Naoto Fukasawa : Cela vient peut-être du fait que je dessine des chaises très simples d’apparence, facile à utiliser partout, mais parfois techniquement compliquées à produire. Elles participent d’une qualité qui s’exporte plutôt vers les distributeurs les plus sélectifs.
Pour mes éditeurs, tels que le japonais Maruni, qui a modifié son outil de production pour passer du tout manuel à une fabrication qui intègre de nouvelles technologies, cette qualité a un prix.
Comment avez-vous abordé votre collaboration avec Maruni ?

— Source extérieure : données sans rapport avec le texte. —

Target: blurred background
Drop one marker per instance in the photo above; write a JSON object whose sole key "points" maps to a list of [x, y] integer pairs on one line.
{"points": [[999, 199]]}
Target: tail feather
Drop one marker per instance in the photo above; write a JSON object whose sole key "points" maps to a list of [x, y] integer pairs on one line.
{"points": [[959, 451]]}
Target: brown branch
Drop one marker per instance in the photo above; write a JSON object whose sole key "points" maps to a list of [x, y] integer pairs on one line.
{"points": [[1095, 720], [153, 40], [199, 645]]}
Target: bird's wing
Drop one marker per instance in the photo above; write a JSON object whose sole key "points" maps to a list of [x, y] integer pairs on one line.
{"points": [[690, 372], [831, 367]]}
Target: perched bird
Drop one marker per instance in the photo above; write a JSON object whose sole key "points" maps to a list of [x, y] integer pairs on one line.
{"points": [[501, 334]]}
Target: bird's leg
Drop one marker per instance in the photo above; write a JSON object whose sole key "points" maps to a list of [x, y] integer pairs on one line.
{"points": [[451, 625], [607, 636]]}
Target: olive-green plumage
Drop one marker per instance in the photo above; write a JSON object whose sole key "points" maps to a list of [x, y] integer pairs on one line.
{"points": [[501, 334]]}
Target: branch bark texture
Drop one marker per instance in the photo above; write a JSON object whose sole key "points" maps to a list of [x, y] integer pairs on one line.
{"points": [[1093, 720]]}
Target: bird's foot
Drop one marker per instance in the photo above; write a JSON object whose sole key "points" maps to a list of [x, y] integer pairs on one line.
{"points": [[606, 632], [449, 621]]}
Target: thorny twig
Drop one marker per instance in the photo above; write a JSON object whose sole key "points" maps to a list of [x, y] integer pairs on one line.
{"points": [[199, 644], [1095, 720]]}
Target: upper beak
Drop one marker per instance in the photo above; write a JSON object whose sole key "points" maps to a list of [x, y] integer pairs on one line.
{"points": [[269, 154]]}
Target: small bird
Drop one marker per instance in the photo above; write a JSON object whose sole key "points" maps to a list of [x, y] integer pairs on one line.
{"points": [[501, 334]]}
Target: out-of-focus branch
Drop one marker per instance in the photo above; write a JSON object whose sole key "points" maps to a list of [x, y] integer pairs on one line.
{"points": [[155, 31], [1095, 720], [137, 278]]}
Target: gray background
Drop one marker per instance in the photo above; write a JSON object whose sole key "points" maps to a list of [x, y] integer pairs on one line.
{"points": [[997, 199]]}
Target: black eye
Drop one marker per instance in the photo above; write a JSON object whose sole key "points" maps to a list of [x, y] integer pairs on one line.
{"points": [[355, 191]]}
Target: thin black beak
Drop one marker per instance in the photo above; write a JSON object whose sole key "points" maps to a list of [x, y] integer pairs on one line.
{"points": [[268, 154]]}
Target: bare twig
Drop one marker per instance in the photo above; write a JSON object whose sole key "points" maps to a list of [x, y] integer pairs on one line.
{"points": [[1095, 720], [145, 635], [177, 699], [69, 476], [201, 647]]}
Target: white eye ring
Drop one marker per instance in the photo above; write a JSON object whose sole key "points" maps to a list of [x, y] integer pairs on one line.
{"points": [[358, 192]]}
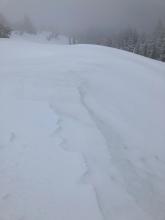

Naoto Fukasawa : Avant de concevoir la chaise Hiroshima, j’ai observé comment ils travaillaient. J’ai beaucoup apprécié leur façon de courber le bois à la machine pour obtenir des formes élaborées. J’éprouvais malgré tout un sentiment mitigé par rapport au style de mobilier développé, qui provenait uniquement de diverses influences européennes. J’ai conservé le travail manuel, mais avec des professionnels rompus à l’outil technologique.
Est-ce une éclatante démonstration de l’existence de l’artisanat industriel ?
Naoto Fukasawa : Oui. Et c’est très intéressant, car les instruments utilisés déterminent le type de travail. Maruni conserve la mémoire des outils pour couper ou arrondir. Il est passé au numérique et fait la même chose, mais autrement.
Le prototypiste classique rétif aux outils digitaux existe-t-il toujours ?
Naoto Fukasawa : Je pense que, au début, être confronté à une nouvelle façon de produire du mobilier en bois de façon industrielle a dû être choquant. Les éditeurs scandinaves ont été en cela précurseurs, en fabriquant un type de chaises devenu emblématique.
Ont-ils encore le monopole de ce mobilier en bois très contemporain ?
Naoto Fukasawa : Moins qu’avant. Je collabore notamment avec l’éditeur bosnien Zanat, très attaché au fait main, même s’il utilise aussi des machines.
C’est une petite société, de plus en plus connue, au moment où l’on constate une résurgence du travail du bois, mais avec de nouveaux outils. L’artisanat se maintient ainsi dans un contexte industriel, même s’il ne s’agit pas d’énormes quantités.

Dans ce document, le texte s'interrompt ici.